Religion and Public Intellectuals

Religion provides a topic of discourse in which some of the most famous of today’s public intellectuals readily interact. On one side this includes famous atheists such as Richard Dawkins and Christopher Hitchens and from another direction come religious thinkers and leaders such as C S Lewis and Reinhold Niebuhr as past examples and more recently Abdolkarim Soroush, Francis Collins Pope Benedict XVI, Hans Küng and Tariq Ramadan.
Russell McCutcheon has highlighted the under explored potential of scholars of religion to act as public intellectuals. He states that their role should be limited to that of a critic. In addition to this, J. O’Connor argues that the role should be broader than this; enabling the public to knowledgeably participate in the debates of scholars and stimulating the public’s own self critical reflection.
O'Conner argues that religious enthusiasts should be confronted by public intellectuals to consider the functions that religion can have, for instance, to be an illusion, opiate or patriarchal force - referring to the theories of religion held by Sigmund Freud, Karl Marx and broadly speaking, Feminism. On the other hand she also asserts that intellectuals should challenge contemporary despisers of religions to recognise religion as a force for positive social change by empowering believers with hope and survival when they are met with suffering, as well as a tool that provides further perspectives and insights on today’s pressing questions and dissects culture. McCutcheon reacts to this saying that schools of religion have done this to themselves.. Eileen Barker is an example, who, as a sociologist of religion, has founded an impartial charity called INFORM (Information Network Focus on Religious Movements) that provides factual information on religious movements for public use.

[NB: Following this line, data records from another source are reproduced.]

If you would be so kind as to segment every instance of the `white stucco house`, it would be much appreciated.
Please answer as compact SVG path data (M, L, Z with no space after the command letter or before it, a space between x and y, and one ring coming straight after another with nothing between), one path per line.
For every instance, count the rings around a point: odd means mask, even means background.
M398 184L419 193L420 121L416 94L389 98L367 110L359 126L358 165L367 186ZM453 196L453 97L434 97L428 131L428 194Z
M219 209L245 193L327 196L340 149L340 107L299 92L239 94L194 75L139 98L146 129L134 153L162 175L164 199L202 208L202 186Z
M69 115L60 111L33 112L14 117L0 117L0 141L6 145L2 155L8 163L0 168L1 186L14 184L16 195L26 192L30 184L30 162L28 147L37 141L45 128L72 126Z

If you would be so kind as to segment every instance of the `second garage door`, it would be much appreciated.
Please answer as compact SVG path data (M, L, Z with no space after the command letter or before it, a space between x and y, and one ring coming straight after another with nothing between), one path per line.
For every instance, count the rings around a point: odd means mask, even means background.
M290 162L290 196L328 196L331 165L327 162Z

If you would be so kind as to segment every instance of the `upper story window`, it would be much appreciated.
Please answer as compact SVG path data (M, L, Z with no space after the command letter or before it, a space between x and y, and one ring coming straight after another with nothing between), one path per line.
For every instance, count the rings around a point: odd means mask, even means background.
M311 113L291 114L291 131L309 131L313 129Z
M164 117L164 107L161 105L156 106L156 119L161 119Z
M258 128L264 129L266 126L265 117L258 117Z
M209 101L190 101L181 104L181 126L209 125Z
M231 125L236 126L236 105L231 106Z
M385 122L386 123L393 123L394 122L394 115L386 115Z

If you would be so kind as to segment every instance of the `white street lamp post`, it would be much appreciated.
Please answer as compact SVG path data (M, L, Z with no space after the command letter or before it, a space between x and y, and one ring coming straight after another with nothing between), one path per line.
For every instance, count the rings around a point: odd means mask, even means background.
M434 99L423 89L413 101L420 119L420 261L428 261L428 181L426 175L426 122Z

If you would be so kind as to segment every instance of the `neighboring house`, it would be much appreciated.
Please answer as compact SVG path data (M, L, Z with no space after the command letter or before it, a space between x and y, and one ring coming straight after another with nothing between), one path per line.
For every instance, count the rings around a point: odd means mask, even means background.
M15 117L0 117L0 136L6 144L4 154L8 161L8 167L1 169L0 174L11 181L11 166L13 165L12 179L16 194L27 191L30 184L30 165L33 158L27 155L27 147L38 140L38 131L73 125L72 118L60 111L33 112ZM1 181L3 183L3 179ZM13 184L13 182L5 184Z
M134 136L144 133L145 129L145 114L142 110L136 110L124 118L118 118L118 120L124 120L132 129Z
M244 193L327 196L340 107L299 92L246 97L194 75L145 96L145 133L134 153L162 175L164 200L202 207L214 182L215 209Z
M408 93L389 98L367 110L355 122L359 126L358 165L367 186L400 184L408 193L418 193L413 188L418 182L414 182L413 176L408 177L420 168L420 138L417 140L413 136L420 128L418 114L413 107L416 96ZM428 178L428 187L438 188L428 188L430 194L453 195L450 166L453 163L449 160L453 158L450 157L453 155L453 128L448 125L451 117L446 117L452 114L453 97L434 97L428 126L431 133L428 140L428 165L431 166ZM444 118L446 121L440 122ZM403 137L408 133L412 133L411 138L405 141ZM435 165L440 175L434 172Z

There is a debate of epistemological legitimacy to do with what the appropriate relationship should be between religion and public intellectual life. McCutcheon argues that it is necessary for scholars of the religion to "admit" that they are unable to know how or what reality is and that critical intelligence should reject the role of providing normative guidance; a position that disallows the possibility of objective truth claims.